黑白二气交错。
林玄尘心中那股怒意,没有爆开,反而被一点点压入更深处。
怒,不是为了乱拳打人。
怒,是为了记清楚每一笔账。
他抬头,看向沈清霜。
“这封文书,也是你的意思?”
沈清霜眸光微动。
昨日在测灵台上,林玄尘也问过类似的话。
那时她答了一个“是”。
今日,她本该一样回答。
可不知为何,看着林玄尘额角未干的血痕,看着他那双平静得没有半点哀求的眼睛,她心中竟有一瞬迟疑。

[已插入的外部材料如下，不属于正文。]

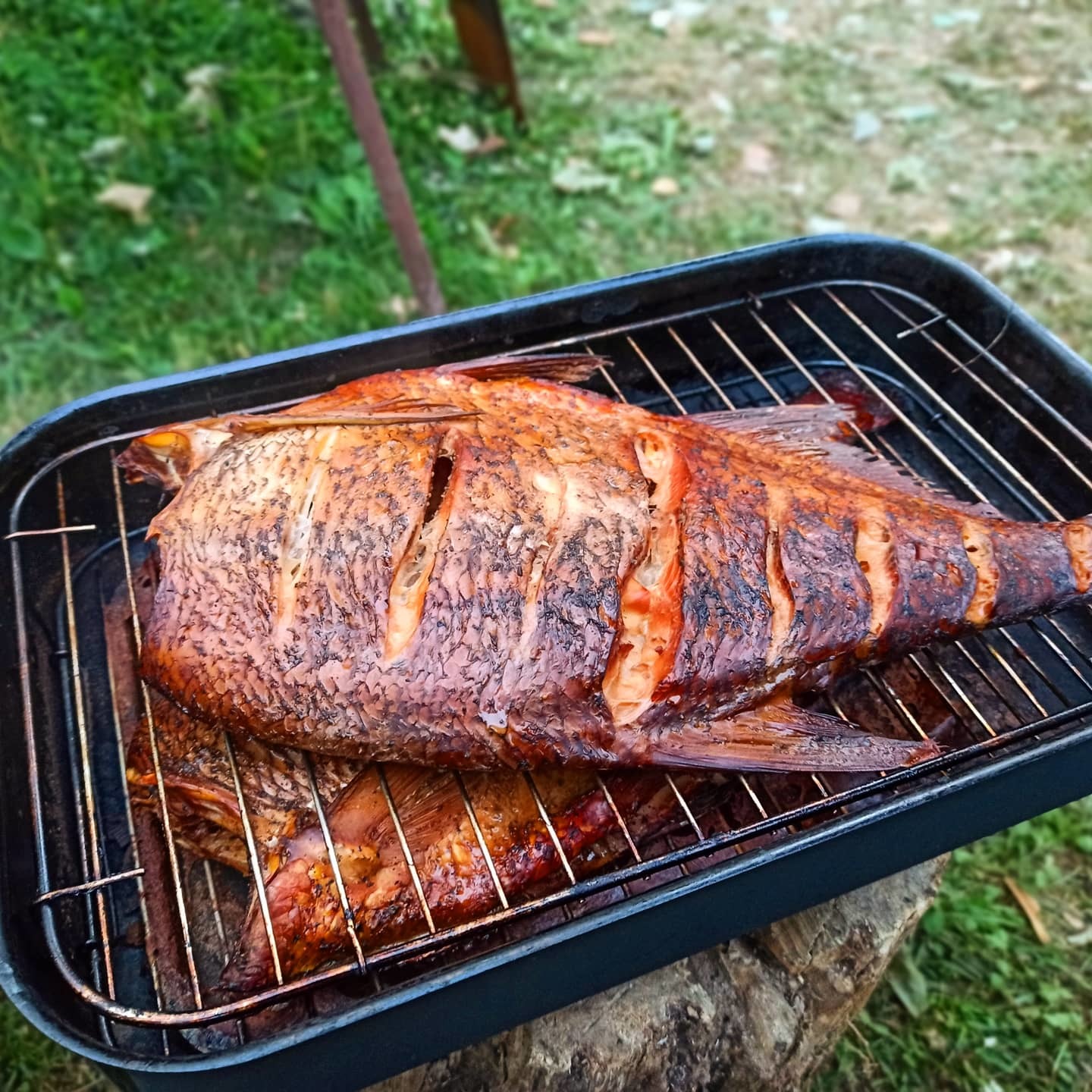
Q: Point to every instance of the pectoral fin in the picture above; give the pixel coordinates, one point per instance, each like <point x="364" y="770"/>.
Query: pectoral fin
<point x="782" y="736"/>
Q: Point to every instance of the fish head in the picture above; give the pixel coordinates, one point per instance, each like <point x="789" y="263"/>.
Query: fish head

沈元山却已经笑道:“清霜乃沈家嫡女,此事自然是沈家的意思,也是她的意思。”
林玄尘没有看沈元山。
他的目光仍落在沈清霜身上。
“我要听她自己说。”
杂役院内,再次安静下来。
许多人看向沈清霜。
沈清霜眉心微蹙。
这种被一个杂役弟子当众逼问的感觉,让她很不舒服。
她是上品冰灵根。
是外门天才。
是沈家嫡女。
而林玄尘,只是一个被测出碎裂废灵根的杂役。
他凭什么用这种眼神看她?
沈清霜声音微冷:“是。”
一个字落下。
林玄尘点了点头。
“好。”
他终于伸手,接过那封退婚文书。
沈元山脸上笑容更盛。
赵虎嗤笑一声。
众人也以为林玄尘终于还是要签。
骨气?
在沈家面前,又能撑多久?
然而下一瞬。
林玄尘没有按印。
他抬手,将那封退婚文书从中间撕开。
嗤啦!
青纹纸裂成两半。
清脆的撕裂声,在杂役院中格外刺耳。
所有人脸上的笑容都僵住了。
沈元山眼神一沉。
“林玄尘,你做什么?”
林玄尘将撕碎的文书扔在地上。
纸页落地,被晨风吹得翻卷。
“这封,我不签。”
沈元山脸色彻底冷下来。
“你昨日说要写清楚,今日沈家已经写清楚了。怎么,难道你还想反悔?”
“我不反悔。”
林玄尘声音平静。
“婚约,解除。”
沈元山皱眉:“那你是什么意思?”
林玄尘转身,看向周执事。
“执事堂可有空白文书?”
周执事一怔。
“你要文书做什么?”
“写清楚。”
林玄尘淡淡道:“按沈管事所言,当众说清,免得日后有人攀扯。”
这句话一出,人群神色变得古怪。
沈元山脸颊微不可察地抽了一下。
周执事本不想理会。
可沈家退婚这事闹到杂役院,他也不好直接偏得太难看。
更何况,林玄尘要写什么,难道还能翻天?
周执事挥了挥手。
“给他。”
一名杂役弟子连忙取来空白文书和笔墨。
林玄尘走到执事堂前的木案旁。
他没有坐。
只是站着。
掌心伤口尚未愈合,握笔时,粗布下隐隐渗出血色。
沈清霜看见了。
她眼神微微一动。
可林玄尘已经落笔。
笔锋很稳。
第一行字写下时,周围有人忍不住伸长脖子去看。
很快,那人的脸色变了。
“休……休书?”
声音不大。
却像一块石头砸进水里。
四周瞬间炸开。
“什么?”
“他写的是休书?”
“林玄尘疯了吧?沈家退他,他竟然敢写休书?”
赵虎脸上的笑容僵住。
沈元山眼神骤冷。
沈清霜的脸色也终于变了。
休书。
这两个字,对她而言,比退婚刺耳十倍。
退婚,是沈家不要林玄尘。
休书,却是林玄尘不要她。
林玄尘没有理会四周声音。
他一笔一画,继续写下去。
“林氏玄尘,今日休沈氏清霜。”
短短一句。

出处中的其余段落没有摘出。